ÉDITOL’écrasante majorité des 4 millions de réfugiés syriens arrivant en Europe ou entassés dans les camps du Liban, de Jordanie et de Turquie ne fuient pas l’Etat islamique mais Bachar al-Assad. Ils fuient la répression et les tortures en zone gouvernementale ou les bombardements systématiques en zone rebelle. Plus de 80 % des 240 000 personnes tuées lors de ce conflit l’ont été par les soudards du régime. C’est une réalité que l’on ne peut oublier alors que le Parlement français débat de l’intervention aérienne en Syrie contre l’EI. Ces jihadistes, à la différence du boucher de Damas, représentent certes une menace directe pour la France. Jusqu’ici, pourtant, Paris s’était refusé à effectuer dans ce pays des frappes semblables à celle menées depuis déjà un an en Irak aux côtés des Américains et des Britanniques, malgré l’évidente interpénétration de ces deux théâtres d’opération. Il s’agit donc d’une volte-face.
Intervenir dans l’espace aérien syrien, protégé par un système sophistiqué de défense installé par les Russes, implique en effet un accord implicite du régime et une coordination au moins indirecte. Les Américains jouent ce jeu depuis un an. La France le refusait au motif que cette coopération ne peut que renforcer ce dictateur qui a délibérément attisé le développement de l’Etat islamique pour en faire un repoussoir et qui n’a pas hésité à utiliser l’arme chimique contre son propre peuple. La priorité était le renversement de «cet homme qui ne devrait pas avoir sa place sur Terre», comme le martelait Laurent Fabius à l’été 2011. Cette stratégie a été un échec.

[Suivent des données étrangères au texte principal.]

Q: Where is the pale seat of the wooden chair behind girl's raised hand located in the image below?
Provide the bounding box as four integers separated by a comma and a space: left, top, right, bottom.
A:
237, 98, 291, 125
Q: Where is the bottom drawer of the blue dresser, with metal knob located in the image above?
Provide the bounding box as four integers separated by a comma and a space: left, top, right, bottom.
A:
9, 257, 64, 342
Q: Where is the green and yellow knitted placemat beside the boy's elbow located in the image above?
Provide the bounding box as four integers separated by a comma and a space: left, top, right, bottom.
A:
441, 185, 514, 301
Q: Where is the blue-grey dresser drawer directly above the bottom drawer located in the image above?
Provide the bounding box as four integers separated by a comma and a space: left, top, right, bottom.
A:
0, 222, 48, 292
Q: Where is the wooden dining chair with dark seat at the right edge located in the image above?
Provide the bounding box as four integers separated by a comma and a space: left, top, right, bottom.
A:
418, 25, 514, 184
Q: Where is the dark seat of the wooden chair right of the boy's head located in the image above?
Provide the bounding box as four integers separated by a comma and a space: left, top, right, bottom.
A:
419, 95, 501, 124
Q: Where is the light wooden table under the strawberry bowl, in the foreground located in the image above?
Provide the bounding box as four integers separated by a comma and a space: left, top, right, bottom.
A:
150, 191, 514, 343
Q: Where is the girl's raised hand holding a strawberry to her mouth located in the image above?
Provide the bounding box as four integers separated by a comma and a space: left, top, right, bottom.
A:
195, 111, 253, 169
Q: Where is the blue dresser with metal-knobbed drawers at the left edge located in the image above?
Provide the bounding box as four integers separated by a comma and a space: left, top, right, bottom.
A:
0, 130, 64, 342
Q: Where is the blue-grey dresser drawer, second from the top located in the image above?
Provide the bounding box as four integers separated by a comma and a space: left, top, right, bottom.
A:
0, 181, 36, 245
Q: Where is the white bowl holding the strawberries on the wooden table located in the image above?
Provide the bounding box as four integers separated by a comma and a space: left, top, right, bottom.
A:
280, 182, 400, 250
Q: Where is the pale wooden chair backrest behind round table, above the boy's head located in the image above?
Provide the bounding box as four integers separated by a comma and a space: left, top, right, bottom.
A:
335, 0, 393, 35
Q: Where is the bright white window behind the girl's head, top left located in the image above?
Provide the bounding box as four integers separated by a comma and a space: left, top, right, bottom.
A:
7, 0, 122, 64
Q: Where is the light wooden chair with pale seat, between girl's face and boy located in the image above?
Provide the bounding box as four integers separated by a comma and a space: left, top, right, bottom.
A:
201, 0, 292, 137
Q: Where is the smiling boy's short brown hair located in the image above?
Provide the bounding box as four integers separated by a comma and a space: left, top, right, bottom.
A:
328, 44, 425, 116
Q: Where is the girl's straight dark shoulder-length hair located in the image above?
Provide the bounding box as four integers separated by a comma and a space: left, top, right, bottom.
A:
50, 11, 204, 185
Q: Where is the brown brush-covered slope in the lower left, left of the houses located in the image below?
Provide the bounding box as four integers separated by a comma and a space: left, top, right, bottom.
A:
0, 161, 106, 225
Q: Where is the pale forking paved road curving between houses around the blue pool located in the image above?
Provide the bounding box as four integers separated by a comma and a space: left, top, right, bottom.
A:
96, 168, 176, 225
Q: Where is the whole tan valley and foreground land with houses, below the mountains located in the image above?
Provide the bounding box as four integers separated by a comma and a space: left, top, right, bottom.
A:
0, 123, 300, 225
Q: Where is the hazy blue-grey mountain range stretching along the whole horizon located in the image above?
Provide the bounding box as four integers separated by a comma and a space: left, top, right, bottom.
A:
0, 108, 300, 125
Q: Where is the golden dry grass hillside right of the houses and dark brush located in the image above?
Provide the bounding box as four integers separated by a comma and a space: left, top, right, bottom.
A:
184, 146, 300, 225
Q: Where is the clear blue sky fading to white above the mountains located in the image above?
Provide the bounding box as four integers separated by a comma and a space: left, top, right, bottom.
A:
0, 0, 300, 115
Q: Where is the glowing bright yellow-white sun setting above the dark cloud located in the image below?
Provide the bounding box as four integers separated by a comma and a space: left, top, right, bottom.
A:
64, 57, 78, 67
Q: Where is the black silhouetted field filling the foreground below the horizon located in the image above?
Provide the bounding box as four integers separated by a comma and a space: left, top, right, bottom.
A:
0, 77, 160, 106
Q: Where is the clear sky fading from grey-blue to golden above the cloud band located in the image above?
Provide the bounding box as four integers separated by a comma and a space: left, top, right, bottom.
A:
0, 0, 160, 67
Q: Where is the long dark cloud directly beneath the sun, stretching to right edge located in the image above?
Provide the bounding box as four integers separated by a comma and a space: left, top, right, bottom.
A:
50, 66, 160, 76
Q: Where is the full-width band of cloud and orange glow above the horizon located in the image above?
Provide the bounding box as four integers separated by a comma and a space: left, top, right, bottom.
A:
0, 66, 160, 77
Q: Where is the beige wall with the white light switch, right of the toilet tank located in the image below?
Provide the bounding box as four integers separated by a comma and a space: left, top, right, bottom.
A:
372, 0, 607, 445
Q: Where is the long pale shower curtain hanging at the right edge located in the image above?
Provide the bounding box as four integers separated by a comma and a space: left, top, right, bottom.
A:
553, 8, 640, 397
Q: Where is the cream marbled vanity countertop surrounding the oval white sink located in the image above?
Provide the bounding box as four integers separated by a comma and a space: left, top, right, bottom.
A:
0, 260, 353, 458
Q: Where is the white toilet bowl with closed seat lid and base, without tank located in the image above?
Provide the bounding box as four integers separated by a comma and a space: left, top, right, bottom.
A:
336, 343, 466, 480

Toute une partie de la droite, mais pas seulement, clame aujourd’hui qu’il faut choisir le moindre mal, comme lors de la Seconde Guerre mondiale en s’alliant avec Staline contre Hitler. Pour Washington comme pour Londres, la priorité est désormais la lutte contre l’EI, le départ du pouvoir d’Al-Assad pouvant être l’aboutissement d’un processus de transition négocié y compris avec la Russie, voire l’Iran.
Hollande a pris acte de la nouvelle donne. Lors de sa conférence de presse de rentrée, il rappelait que l’indispensable neutralisation d’Al-Assad aurait lieu «à un moment ou un autre» de la transition. L’implication dans les opérations aériennes en Syrie permettra à Paris d’avoir accès aux informations dont disposent les Américains. Les frappes aériennes tricolores, pourtant, ne changeront pas grand-chose. Elles seront limitées faute de moyens : en un an, l’aviation française a mené en Irak 200 frappes, contre 6 500 pour l’US Force. Le choix de Barack Obama d’une guerre aérienne dans le but «d’affaiblir puis détruire» l’EI montre ses limites. Les forces locales – combattants kurdes ou armée syrienne libre – ne suffisent pas. D’aucuns évoquent une nécessaire intervention au sol, récusée par l’Elysée car «irréaliste et inconséquente». Le vrai défi reste de définir une stratégie qui permette à la fois de combattre l’EI et le régime assassin que fuient par millions les Syriens.